Jean-Luc Allouche Foutues éoliennes !
On est en Bourgogne, dans une commune oubliée de la France périphérique, entre lotissements, résidents secondaires et agriculteurs. L'ancien maire vient de se suicider en laissant un dernier message : «Tout ça, c'est à cause de leurs foutues éoliennes !» Chacun se regarde avec suspicion, comptant ses amis et ses ennemis, les fayots et les traîtres. C'est qu'une entreprise allemande fait le forcing pour installer un parc éolien dans le coin, y a-t-il un cheval de Troie parmi les villageois ? Comble de l'ironie, c'est au père Thoraval, retiré dans sa maison de retraite ecclésiastique, que l'on demande de célébrer la messe en l'honneur de l'ex-maire. Les deux étaient comme chien et chat, jouant à Don Camillo et Peppone. Jean-Luc Allouche dresse la chronique d'une commune d'aujourd'hui, entre écolos radicaux et grandes gueules climatosceptiques sur fond de législation tatillonne nationale et européenne et d'egos surdimensionnés. A.S.

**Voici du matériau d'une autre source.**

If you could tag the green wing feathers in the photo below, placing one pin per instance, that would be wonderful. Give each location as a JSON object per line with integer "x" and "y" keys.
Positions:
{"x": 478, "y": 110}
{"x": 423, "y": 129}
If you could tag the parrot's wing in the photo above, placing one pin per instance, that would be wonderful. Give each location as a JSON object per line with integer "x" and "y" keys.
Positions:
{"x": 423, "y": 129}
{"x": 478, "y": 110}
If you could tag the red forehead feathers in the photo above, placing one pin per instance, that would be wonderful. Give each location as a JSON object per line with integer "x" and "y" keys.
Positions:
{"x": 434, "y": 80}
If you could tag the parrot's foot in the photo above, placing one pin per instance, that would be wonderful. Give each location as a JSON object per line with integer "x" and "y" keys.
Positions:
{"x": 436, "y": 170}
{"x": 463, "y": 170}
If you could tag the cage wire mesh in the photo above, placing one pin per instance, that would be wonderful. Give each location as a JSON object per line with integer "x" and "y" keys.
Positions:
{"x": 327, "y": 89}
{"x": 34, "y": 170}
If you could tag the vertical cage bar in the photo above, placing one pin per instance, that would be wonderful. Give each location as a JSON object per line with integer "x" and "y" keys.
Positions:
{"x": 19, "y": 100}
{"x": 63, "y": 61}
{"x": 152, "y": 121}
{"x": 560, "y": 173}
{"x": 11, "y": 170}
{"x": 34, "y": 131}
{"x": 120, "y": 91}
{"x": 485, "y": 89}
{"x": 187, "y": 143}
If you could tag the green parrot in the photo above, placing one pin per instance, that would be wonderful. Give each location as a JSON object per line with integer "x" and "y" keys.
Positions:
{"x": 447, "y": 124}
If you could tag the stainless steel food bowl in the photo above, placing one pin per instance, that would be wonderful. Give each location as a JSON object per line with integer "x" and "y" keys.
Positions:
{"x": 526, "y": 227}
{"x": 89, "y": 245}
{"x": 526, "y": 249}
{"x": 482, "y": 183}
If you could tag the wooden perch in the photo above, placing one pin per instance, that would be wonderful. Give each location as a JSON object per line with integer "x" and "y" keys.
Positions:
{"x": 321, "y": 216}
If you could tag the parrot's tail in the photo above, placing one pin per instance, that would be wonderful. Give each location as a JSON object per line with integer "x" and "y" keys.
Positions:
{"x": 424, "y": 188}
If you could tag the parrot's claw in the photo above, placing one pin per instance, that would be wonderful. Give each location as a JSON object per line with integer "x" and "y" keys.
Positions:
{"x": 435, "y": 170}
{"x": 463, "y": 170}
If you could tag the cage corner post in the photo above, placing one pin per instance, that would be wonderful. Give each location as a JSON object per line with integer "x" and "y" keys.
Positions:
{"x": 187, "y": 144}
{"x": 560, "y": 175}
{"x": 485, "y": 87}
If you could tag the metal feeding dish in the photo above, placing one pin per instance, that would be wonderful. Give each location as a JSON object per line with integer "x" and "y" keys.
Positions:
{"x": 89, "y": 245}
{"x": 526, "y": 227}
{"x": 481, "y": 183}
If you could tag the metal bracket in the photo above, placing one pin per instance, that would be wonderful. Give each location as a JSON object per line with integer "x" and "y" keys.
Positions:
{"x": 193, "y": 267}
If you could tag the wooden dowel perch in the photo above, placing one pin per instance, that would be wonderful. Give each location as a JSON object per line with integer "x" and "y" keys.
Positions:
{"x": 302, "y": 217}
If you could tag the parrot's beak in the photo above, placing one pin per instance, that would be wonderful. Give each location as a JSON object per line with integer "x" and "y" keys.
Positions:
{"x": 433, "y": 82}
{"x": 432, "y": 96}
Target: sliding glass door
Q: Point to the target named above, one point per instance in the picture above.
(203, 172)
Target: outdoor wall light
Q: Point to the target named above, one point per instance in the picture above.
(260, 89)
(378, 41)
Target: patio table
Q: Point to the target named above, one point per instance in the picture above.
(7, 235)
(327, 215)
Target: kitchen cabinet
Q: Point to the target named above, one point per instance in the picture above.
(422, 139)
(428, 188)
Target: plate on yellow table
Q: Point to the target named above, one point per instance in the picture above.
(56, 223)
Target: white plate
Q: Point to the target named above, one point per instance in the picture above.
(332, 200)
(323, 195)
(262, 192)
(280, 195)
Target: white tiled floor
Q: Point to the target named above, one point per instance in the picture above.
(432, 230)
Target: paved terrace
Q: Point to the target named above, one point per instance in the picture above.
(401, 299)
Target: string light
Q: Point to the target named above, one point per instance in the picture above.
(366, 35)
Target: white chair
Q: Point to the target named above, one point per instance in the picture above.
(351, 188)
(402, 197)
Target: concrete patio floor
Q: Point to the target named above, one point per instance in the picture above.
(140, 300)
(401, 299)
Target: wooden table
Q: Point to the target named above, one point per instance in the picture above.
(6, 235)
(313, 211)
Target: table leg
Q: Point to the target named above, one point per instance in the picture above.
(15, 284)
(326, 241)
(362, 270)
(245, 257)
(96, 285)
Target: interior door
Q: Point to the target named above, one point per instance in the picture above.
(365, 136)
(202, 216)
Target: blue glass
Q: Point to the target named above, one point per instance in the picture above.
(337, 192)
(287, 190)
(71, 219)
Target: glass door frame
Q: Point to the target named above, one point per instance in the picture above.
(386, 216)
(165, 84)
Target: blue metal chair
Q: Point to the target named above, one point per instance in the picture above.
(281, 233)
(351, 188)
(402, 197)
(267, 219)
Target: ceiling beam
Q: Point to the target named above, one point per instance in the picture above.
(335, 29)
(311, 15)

Marlène Tissot Voix sans issue
Un vrai roman d'amour, est-ce si fréquent ? Elle est coiffeuse, il est gardien de nuit dans un cimetière. Un thérapeute de bonne volonté essaie d'aider la jeune femme à se débarrasser des voix qui la tourmentent. Son père la violait. Le jeune homme tente de diminuer le nombre de bières qui atténuent ses angoisses. Sa mère le battait. Un troisième personnage égaré croit à la passion fusionnelle, ce qui est une erreur. On espère qu'elle ne sera pas fatale. Cl.D.
Sacha Filipenko La Traque
Un rédacteur qui accumule les scoops au sujet d'un dangereux oligarque corrompu rassure sa femme, qui doute : «Combien vous avez eu de journalistes morts ? - Quatre… - Et ces gars n'ont pas raconté les mêmes balivernes à leur femme ? - Seulement trois d'entre eux : la quatrième, si tu te rappelles bien, avait un mari.» Efficace et caustique, le récit d'une sanglante bataille. C'est le deuxième livre traduit d'un romancier et journaliste biélorusse né en 1984. Cl.D.
Nouvelles
Giovanni Orelli Les myrtilles du Moléson
Parler comme une vache suisse, chez Giovanni Orelli, c'est employer des termes choisis, comme «hypocoristique» ou «théodicée». Dans la nouvelle 6 des Myrtilles du Moléson (un mont suisse), titrée «le Veau gras», la narratrice est un veau femelle, «la coqueluche de l'écurie». Trois jeunes bovidés conversent, et cela donne une sorte de parabole biblique. La barbe de Dieu traîne souvent dans ces textes pleins de douceur et d'ironie de l'écrivain tessinois (avec à sa suite le fils prodigue ou Eve et Adam). Ancien enseignant, auteur d'une vingtaine d'ouvrages, Giovanni Orelli (1928-2016) parcourt, dans ce recueil publié alors qu'il était octogénaire, un territoire balisé par les ans. On y retrouve son goût pour l'érudition et les jeux avec le langage. Comme lorsqu'il décide, très oulipien, d'écrire des poèmes avec un nombre de lettres de l'alphabet réduit, par exemple «cinq voyelles et neuf consonnes», celles assimilées par des petits écoliers à la veille de Noël. F.F.
Philosophie
Alain Renaut, Geoffroy Lauvau La conflictualisation du monde au XXIe siècle
Le sous-titre de l'ouvrage précise sa visée : «Une approche philosophique des violences collectives». Alain Renaut (professeur émérite de philosophie politique et d'éthique à la Sorbonne) et Geoffroy Lauvau (professeur de première supérieure au lycée Bellepierre de Saint-Denis de la Réunion), entreprennent l'analyse des forces et des mécanismes qui conduisent aux conflits. Ils le font en rejetant deux «représentations» emblématiques, radicalement opposées : celle qui pose la prédominance, dans l'évolution historique, d'un «vaste processus de pacification» qui résorbe progressivement les antagonismes, tenus dès lors pour des «phénomènes résiduels», et celle qui voit dans le conflit une «condition du pluralisme et de la coexistence sociale et, par extension, mondiale», sans percevoir le «tragique» de ce qui oppose les collectivités humaines, ni «les souffrances engendrées par ces conflits, notamment dans leurs dimensions de violences guerrières, génocidaires ou terroristes». Prenant leurs distances «avec de telles utopies et de pareils schémas», les auteurs commencent par établir un lien entre «le génocide comme forme la plus extrême que peuvent prendre les conflits humains» et d'autres «phénomènes collectifs qui ne s'y réduisent pas» mais qui peuvent être mieux vus sous la loupe du génocide. Et, à partir de là, éclairent la «logique de construction de l'altérité» à l'œuvre dans toute conflictualisation. R.M.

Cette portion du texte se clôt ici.